Listen Notes is new and appears to be the podcast search-engine we’ve all been waiting for. At long last. Plus, it’s a very pleasing service. Fast, comprehensive, and simple to use, if in need of a few hours of graphical and UI polishing. This is what it looks like for me (I immediately perma-blocked its row of distracting examples of ‘most searched for’).

There’s a date-order filter. It’s not yet perfect in its search handling, though. For instance, search for:

“West Midlands”

… and then for

“West Midlands” -BBC

No results at all for the latter search, despite the first set of results containing a number of non-BBC podcasts related to the West Midlands. Curious. Nor does it knock out unwanted results using NOT, which some sites such as 3D Warehouse use. Given the overbearing online verbosity of the BBC, it seems a pity they can’t be excluded from results in favour of a wider variety of grassroots podcasts. As far as I can tell it’s impossible to modify results by excluding some keywords. If that’s down to a server workload problem, it seems a pity that a half-dozen exceptions can’t be offered, such as -BBC -NPR etc.

There’s also a very comprehensive and seemingly unbiased Directory with categories which, with a little drilling, gets you to sub-categories like History podcasts.
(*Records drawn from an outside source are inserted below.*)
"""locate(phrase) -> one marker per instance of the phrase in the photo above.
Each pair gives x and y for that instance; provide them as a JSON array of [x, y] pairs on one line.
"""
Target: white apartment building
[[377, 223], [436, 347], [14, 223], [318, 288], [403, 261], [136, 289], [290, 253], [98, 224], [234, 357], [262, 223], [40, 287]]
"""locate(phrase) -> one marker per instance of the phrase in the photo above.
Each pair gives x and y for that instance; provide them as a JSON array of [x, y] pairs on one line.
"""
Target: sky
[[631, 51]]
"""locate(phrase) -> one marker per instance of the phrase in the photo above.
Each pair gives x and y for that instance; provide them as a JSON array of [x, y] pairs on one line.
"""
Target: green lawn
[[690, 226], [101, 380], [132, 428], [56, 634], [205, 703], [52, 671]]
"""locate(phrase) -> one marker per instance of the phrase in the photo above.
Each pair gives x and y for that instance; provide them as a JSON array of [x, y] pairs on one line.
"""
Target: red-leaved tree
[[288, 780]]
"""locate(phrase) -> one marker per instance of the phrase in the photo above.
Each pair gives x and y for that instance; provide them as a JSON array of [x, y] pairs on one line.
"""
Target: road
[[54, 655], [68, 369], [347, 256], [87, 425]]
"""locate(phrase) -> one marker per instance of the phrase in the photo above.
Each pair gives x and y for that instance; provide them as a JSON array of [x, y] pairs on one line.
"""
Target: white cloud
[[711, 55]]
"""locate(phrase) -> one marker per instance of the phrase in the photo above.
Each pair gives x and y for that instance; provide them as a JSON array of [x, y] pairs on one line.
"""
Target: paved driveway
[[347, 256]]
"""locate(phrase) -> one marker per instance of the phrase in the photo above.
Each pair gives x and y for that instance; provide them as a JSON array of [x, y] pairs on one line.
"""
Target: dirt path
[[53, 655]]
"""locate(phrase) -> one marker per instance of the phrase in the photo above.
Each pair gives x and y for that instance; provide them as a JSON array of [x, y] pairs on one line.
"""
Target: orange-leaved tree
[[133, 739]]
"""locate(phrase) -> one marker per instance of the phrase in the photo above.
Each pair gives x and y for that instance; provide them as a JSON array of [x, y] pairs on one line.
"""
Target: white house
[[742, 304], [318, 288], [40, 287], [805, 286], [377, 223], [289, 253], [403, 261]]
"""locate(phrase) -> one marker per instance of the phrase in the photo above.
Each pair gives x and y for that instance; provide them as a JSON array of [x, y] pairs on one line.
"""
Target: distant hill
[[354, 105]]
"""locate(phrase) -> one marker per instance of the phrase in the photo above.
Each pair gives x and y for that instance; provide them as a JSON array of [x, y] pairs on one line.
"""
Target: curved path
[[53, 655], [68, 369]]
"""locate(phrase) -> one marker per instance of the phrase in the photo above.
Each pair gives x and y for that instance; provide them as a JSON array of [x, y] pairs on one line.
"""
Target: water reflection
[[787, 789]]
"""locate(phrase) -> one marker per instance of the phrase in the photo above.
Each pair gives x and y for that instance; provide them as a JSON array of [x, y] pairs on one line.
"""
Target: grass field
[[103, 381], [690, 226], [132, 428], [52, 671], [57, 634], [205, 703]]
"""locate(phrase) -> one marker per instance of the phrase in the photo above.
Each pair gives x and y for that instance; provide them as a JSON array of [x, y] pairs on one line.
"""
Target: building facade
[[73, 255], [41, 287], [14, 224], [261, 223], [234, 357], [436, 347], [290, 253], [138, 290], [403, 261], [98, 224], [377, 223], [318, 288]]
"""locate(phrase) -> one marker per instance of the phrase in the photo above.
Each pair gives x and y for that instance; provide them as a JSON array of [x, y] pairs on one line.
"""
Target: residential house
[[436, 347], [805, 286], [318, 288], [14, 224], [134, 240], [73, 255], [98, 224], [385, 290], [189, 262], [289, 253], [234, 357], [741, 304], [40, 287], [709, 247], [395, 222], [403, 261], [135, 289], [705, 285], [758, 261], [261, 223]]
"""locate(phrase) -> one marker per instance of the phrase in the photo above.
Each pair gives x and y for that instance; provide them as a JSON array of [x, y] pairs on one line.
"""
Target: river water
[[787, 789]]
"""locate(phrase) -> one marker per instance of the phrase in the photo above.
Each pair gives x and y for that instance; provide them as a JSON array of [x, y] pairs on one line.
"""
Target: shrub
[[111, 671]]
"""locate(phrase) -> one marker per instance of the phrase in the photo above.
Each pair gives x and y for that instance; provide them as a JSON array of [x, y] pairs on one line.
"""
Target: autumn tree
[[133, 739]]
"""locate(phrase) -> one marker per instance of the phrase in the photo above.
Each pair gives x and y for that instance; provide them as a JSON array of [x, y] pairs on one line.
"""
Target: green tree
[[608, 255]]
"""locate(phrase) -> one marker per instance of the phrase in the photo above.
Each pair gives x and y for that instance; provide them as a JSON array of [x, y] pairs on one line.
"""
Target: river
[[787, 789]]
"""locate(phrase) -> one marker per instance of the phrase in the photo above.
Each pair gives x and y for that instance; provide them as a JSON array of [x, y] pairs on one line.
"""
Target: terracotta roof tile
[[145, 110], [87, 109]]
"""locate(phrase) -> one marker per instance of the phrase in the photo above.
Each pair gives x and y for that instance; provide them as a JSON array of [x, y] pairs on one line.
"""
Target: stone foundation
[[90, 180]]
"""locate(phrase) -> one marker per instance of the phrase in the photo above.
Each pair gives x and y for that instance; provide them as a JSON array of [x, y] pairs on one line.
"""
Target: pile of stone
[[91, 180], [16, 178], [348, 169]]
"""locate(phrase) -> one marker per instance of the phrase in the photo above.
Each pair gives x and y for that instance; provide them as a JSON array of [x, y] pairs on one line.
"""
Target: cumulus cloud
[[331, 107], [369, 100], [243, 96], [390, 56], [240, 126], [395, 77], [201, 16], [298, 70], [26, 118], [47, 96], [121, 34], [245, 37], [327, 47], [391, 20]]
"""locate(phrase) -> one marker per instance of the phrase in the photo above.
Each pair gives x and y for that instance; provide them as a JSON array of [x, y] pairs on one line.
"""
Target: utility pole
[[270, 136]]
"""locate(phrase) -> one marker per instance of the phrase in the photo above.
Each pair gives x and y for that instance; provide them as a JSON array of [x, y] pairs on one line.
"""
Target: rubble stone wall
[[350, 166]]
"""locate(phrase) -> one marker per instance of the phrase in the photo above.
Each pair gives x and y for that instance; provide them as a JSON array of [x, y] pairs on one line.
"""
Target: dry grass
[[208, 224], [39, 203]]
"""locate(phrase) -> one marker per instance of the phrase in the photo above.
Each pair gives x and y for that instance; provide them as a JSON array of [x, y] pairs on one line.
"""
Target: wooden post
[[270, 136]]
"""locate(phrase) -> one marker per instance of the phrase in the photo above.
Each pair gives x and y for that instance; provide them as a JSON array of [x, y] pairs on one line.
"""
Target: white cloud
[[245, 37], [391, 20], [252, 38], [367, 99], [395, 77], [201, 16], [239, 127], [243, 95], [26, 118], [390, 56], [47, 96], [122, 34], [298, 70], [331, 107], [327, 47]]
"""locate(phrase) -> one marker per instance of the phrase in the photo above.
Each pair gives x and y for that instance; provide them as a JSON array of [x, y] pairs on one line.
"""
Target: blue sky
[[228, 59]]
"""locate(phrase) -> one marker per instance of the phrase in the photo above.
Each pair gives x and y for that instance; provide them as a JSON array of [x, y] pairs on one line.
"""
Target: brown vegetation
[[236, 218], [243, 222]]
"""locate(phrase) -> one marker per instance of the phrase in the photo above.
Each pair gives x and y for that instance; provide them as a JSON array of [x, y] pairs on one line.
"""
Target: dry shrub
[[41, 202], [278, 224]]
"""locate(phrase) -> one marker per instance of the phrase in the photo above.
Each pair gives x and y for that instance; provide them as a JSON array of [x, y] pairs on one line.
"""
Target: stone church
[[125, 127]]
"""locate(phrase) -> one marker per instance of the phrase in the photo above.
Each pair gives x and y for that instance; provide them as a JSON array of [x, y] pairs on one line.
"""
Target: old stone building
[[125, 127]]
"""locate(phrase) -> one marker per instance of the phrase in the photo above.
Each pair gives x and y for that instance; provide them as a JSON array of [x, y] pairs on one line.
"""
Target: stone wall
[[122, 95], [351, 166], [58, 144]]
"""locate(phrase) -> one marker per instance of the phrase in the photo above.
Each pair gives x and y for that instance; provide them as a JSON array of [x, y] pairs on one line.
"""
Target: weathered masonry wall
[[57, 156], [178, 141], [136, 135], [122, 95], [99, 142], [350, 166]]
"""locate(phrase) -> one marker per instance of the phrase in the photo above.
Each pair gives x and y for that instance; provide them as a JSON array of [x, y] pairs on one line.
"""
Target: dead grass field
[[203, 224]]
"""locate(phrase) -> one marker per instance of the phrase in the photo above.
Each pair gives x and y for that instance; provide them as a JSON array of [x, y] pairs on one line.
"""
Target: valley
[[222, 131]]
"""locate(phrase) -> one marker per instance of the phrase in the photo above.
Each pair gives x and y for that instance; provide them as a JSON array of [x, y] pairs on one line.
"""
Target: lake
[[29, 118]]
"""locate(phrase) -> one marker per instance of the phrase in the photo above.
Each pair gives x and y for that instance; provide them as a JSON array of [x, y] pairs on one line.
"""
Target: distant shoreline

Navigating the Directory is rather haphazard at present, but the another option is to Google thus…

site:www.listennotes.com/directory/ wildlife

… which in this case will quickly indicate that you’ll need to browse the directory pages to the Local | Outdoor | and Government categories, and that you’ll be wasting your time looking for any mention of the word “wildlife” in Natural Sciences podcasts.

There’s no keyword-based date-order search results to be had by RSS, which would work as a form of alerts service, but it’s good to see that each podcast’s own RSS feed is prominent on each show’s profile card.

Interestingly, there’s an offer: “Buy podcast database for $1000 flat fee”. It looks as though it’s actually worth the price, though given the lifespan of podcasts you’d then have to do some serious ongoing work to maintain and repair it.